One practical reason to give your baby Greek yogurt when starting the transition to solids: it’s super thick, and that means she can really enjoy the texture and feel, and it also makes it a little harder to get through to throw the room. It’s also a great easy option instead of introducing it to sweetened yogurt. But as babies are slowly introduced to this side of food, there are still some things to consider. Is Greek Yogurt Safe For Babies Or Should You Stick With Other Versions?
Can Babies Have Greek Yogurt?
“Yes,” says Nicole Lattanzio, a child nutritionist at Phoenix Children’s Hospital. “Greek yogurt is a safe option for infants who have started solids. We want to choose a pure, full-fat version for babies to avoid added sugars and offer healthy fats.”
The American Academy of Pediatrics recommends six months as the age at which your baby can start solid feeding, and that’s when the messy meals really start. “When a baby is ready to eat these foods, yogurt can be an appropriate food,” says Lattanzio. However, up until the age of one year, their meals should still contain formula or breast milk, so they should not be drinking cow’s milk yet. However, yogurt is considered safe because it is fermented, which means the substance is broken down and digested more easily.
But Greek yogurt is different.
How is Greek yogurt for babies different?
Basically, Greek yogurt is made differently than regular yogurt. Making regular yogurt consists of heating milk, adding bacteria, and letting it ferment. On the other hand, Greek yogurt is strained and absorbs much more milk than regular yogurt. Ever heard of whey? Whey is a primary protein found in dairy products and it is the liquid that remains after milk has been curdled and strained. The tedious steps of straining and thickening Greek yogurt eliminate the whey.
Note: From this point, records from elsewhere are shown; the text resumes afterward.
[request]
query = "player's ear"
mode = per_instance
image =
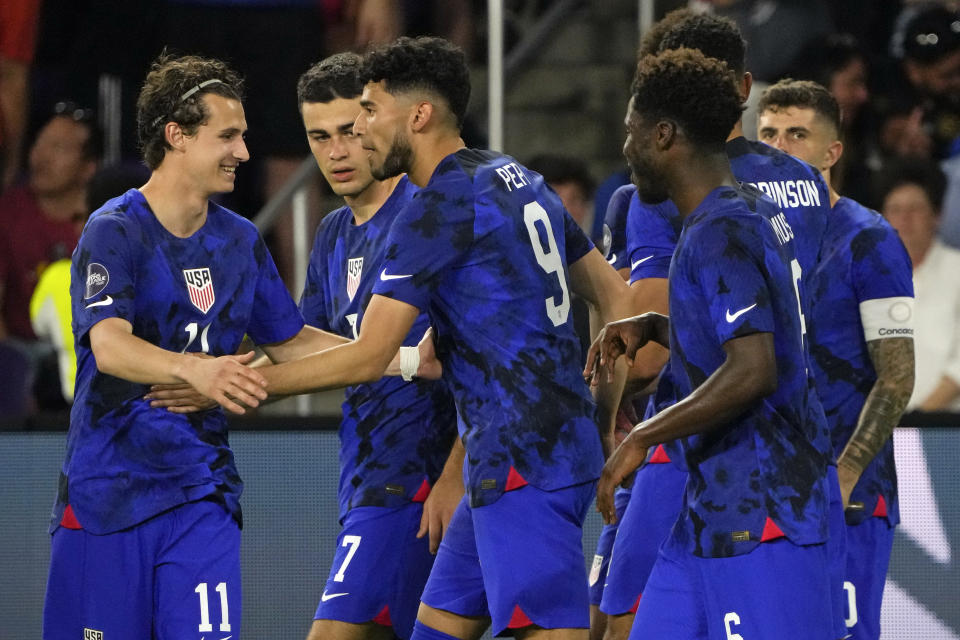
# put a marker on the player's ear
(423, 113)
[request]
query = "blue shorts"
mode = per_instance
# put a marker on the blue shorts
(655, 504)
(868, 556)
(601, 560)
(777, 590)
(174, 576)
(380, 542)
(518, 560)
(837, 553)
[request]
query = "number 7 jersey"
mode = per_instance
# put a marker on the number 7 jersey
(126, 461)
(484, 249)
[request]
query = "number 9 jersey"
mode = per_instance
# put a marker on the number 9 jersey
(126, 461)
(484, 249)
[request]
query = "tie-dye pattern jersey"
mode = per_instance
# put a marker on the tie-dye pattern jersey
(126, 461)
(484, 249)
(395, 435)
(862, 259)
(733, 275)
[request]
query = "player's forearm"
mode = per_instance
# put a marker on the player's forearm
(893, 361)
(736, 386)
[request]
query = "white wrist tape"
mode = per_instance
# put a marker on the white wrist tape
(409, 362)
(887, 318)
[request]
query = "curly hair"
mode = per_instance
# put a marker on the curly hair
(427, 64)
(650, 42)
(698, 93)
(714, 36)
(337, 76)
(805, 94)
(166, 97)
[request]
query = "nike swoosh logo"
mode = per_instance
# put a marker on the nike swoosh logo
(102, 303)
(733, 316)
(384, 276)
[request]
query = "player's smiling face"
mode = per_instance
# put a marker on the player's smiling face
(214, 152)
(638, 149)
(337, 150)
(382, 127)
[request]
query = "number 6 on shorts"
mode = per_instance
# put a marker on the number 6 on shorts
(353, 542)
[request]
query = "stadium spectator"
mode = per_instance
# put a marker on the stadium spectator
(911, 194)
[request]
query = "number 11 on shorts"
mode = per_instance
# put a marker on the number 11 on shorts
(205, 626)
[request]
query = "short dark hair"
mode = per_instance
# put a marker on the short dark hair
(337, 76)
(697, 92)
(805, 94)
(172, 92)
(714, 36)
(650, 42)
(426, 64)
(924, 173)
(559, 169)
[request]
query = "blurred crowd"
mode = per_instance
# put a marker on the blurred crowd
(893, 66)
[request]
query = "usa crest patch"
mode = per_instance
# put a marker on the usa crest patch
(200, 288)
(354, 271)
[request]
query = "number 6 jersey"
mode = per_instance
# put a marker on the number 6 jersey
(126, 461)
(484, 249)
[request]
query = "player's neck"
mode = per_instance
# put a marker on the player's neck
(179, 207)
(366, 204)
(429, 152)
(737, 131)
(696, 177)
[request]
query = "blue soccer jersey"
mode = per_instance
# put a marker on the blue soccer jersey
(862, 259)
(734, 274)
(615, 227)
(126, 461)
(395, 435)
(484, 249)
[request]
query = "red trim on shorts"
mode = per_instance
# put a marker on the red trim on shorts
(514, 480)
(519, 618)
(69, 519)
(422, 492)
(881, 510)
(771, 531)
(659, 456)
(383, 618)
“What’s left is a casein-based yogurt that’s thicker. Casein protein takes longer to digest,” says Lattanzio.
Is Greek Yogurt Safe For Your Baby?
Many consider it a healthier option because it contains less sugar. But Lattanzio doesn’t necessarily think it’s a healthier option for infants, since Greek yogurt is high in protein, “which is safe but actually unnecessary for babies.” Based on total grams per day, an 8 month old baby would only need 15 grams. “Some of the Greek yogurts deliver that amount in just one container,” so it’s important to pay attention to the protein content if you’re considering adding this to your meals.
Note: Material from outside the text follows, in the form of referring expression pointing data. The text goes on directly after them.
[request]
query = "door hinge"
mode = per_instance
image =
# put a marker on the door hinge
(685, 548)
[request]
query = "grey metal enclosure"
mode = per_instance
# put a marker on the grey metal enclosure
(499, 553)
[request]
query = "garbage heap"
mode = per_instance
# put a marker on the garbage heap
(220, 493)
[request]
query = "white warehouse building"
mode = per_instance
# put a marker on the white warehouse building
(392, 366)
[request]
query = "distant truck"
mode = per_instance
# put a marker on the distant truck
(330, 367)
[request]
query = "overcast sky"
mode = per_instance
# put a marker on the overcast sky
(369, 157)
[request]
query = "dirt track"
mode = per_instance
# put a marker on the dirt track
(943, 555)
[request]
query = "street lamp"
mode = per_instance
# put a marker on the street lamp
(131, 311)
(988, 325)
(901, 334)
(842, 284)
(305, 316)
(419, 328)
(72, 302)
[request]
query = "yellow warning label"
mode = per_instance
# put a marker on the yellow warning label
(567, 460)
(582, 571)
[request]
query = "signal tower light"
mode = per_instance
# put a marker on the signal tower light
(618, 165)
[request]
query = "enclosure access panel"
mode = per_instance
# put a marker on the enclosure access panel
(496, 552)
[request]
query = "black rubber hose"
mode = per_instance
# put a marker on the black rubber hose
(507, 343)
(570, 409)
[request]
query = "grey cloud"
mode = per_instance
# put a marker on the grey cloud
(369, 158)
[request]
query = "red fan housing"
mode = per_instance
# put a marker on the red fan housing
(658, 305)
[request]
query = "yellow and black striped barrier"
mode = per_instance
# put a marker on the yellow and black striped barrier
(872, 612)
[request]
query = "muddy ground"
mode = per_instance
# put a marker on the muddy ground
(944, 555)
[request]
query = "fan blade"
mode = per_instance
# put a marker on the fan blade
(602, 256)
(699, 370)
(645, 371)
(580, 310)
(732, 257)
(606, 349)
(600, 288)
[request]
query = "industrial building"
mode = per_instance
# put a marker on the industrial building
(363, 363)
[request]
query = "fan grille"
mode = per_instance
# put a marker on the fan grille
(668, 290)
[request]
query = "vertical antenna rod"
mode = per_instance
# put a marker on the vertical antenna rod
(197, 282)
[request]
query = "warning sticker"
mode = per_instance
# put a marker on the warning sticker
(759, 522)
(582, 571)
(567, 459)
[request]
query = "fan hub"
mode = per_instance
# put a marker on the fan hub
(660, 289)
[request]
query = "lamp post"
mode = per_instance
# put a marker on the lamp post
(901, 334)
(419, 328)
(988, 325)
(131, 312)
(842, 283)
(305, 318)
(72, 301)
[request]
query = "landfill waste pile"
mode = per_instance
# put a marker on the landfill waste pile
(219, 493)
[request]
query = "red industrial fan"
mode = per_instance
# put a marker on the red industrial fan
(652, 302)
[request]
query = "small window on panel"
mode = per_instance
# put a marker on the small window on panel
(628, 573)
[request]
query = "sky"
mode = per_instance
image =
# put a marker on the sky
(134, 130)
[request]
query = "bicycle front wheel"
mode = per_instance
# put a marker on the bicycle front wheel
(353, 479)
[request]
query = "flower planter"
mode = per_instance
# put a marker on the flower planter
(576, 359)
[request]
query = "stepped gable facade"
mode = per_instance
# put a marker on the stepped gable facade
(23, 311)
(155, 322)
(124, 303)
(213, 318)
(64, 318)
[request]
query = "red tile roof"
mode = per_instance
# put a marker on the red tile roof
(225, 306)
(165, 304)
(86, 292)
Ultimately, your baby can enjoy a delicious bowl of Greek yogurt within reason. But no matter what yogurt you give them, try to stick with the ones that are whole milk and unsweetened. This will ensure that your growing offspring are getting plenty of the nutrients they need to continue to sprout.
“When it comes to choosing Greek yogurt over regular, I advise families to choose what is culturally appropriate for them. Offering variety to expose different flavor profiles, textures and nutrients is also a great approach,” says Lattanzio.
Nicole Lattanzio, RD, pediatric nutritionist at Phoenix Children’s Hospital in Arizona.